Click Export CSV to download the complete results table, including all stratified breakdowns. The export includes:

  • Target and outcome cohort identifiers and names
  • Person counts, person-time, case counts
  • Rate estimates with confidence intervals
  • Stratification variables and values

The export format is suitable for inclusion in regulatory submissions, study reports, and journal publications.


Best Practices

  1. Set appropriate clean windows: A 365-day clean window is standard for chronic conditions. For acute events (e.g., fracture), a shorter window (90--180 days) may be more appropriate.

  2. Validate against published rates: Compare your computed rates against published epidemiologic literature.

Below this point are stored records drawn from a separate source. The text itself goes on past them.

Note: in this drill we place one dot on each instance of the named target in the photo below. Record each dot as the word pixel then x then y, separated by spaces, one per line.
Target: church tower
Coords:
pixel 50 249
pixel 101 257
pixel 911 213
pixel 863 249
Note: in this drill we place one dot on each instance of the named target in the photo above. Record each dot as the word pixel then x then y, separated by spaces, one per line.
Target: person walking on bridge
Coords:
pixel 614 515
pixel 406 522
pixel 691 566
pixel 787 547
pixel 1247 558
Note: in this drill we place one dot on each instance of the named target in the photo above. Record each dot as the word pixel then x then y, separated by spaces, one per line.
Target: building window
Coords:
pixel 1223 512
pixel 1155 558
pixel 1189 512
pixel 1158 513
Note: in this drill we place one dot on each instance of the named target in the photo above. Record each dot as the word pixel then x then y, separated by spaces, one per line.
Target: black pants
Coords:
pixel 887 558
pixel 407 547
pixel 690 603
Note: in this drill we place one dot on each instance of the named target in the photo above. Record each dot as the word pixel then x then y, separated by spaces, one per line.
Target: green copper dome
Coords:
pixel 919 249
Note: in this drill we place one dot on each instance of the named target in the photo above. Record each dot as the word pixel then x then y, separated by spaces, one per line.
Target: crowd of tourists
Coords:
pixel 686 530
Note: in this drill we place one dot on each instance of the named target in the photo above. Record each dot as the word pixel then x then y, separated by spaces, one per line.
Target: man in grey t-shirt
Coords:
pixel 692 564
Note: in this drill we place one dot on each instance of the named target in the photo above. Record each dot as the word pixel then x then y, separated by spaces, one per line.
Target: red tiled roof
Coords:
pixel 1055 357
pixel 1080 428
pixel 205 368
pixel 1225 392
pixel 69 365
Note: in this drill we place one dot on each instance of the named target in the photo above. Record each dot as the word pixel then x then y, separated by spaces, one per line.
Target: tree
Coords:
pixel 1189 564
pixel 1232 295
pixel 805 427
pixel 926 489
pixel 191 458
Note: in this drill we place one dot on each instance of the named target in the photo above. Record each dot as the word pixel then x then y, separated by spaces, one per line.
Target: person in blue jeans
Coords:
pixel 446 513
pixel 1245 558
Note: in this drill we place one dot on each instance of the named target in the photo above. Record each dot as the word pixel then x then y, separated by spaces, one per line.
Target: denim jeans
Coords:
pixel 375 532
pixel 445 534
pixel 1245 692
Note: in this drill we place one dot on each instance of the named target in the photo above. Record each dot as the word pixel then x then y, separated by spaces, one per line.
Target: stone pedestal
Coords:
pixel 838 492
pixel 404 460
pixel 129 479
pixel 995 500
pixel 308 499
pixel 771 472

Major discrepancies suggest issues with cohort definition, outcome ascertainment, or data quality.

  3. Always report person-time: Incidence proportions without person-time context can be misleading. A 5% incidence over 1 year is very different from 5% over 10 years.

  4. Use age-gender stratification by default: Age and gender are the strongest predictors of most clinical outcomes. Stratified rates reveal patterns that overall rates mask.

  5. Consider competing risks: In elderly populations, death is a competing risk that prevents outcome observation. Report mortality rates alongside outcome rates when relevant.